La Deux Chevaux, la Deuche, la Dedeuche – all different names for the 2CV, the iconic French car which was designed to replace the horse and cart for farmers and at the same time, revolutionized the French motor industry. The 2CV became a symbol for France and its charm has never gone out of style.
During the 1930s, the innovative French automaker Citroën conducted market research and discovered that the farmers and rural residents of France were in need of a small, utilitarian car. As a result, Citroën’s Pierre-Joules Boulanger ordered the development of a car with the following features:
- Economical to buy and operate
- Easy to maintain and repair
- Comfortably seats four adults
- Can transport a barrel of wine or a large sack of potatoes
- Can transport eggs safely over rough terrain
The 2CV was designed and ready to launch in 1939, however its release was abandoned due to the impending war. It was finally released in 1948 at the Paris car show. While the media was unimpressed, the public fell in love with the odd-looking little car with the economical price, so much so that Citroën could not keep up with the demand. Shortly after it was introduced, there was a three-year waiting list, which soon increased to five years.
Everything about the Citroen 2CV was unique and fun. The front doors opened the wrong way. There was no room in the door panel for a window, so the bottom half of the front windows folded up outward and attached to the top of the door. The gearshift was a stick that extended out from the dashboard. It was economical on fuel, easy to repair with a sturdy air-cooled engine and a soft suspension. The top was made of a canvas fabric that could be rolled back to accommodate extra-large cargo or if the occasion called for a convertible. This roof style earned the 2CV the nickname of “an umbrella on wheels.”
From 1948 to 1990, the last year of production, the Citroën 2CV became a French icon. People liked its quirky looks, and it was also valued for its role in helping France recover from World War II. Although some changes were made to the 2CVs over the years, such as larger engines and improved suspension, its basic design remained unchanged.

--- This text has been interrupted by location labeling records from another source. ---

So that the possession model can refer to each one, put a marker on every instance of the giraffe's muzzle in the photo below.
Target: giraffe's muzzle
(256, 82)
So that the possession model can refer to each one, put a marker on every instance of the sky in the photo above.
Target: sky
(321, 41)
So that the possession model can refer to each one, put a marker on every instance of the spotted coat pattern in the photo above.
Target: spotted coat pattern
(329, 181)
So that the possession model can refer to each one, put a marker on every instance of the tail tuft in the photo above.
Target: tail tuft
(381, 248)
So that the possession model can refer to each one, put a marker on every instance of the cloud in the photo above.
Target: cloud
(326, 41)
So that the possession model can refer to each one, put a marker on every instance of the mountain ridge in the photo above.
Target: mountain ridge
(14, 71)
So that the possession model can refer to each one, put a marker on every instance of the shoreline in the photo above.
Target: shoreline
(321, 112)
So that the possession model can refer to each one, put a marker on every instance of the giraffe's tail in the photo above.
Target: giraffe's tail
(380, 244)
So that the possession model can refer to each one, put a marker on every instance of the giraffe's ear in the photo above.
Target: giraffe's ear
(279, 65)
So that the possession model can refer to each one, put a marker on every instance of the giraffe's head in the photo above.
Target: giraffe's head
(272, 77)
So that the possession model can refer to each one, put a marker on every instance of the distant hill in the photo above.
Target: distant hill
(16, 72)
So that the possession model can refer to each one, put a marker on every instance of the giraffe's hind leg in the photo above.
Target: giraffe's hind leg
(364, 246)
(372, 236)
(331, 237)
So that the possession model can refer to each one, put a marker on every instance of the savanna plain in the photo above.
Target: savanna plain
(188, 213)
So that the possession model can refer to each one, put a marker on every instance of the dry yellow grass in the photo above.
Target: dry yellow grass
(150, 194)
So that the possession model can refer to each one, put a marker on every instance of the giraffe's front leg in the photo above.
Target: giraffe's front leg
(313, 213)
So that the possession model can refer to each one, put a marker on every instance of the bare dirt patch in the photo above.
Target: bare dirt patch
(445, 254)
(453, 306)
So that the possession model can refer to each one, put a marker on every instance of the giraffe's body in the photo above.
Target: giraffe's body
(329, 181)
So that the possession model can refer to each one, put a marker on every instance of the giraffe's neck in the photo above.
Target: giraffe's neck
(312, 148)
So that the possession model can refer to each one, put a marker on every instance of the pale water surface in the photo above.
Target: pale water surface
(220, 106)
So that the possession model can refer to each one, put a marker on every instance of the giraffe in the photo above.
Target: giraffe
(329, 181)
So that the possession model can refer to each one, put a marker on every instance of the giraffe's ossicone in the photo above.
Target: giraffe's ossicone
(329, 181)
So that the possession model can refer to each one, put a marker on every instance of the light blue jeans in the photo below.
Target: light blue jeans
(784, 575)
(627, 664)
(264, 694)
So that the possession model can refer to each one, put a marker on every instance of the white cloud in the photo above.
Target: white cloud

The 2CV became a cult car in the 1970′s, similar to the Volkswagen Beetle in the US at that time. It was a car that belonged to all of France, as fitting in Paris as it was in the country. Unfortunately, throughout the 1980s, it finally succumbed to customer demands for more speed and modern safety features.
For fans of the 2CV, there are fleets of the quirkly little cars in Paris that offer a variety of sightseeing trips. And the next Tour de la France for 2CVs takes place on July 7, 2013.
The Deux Chevaux or 2CV is the epitome of French charm. It is a symbol of France, just like the Eiffel Tower, or a beret, or a French baguette.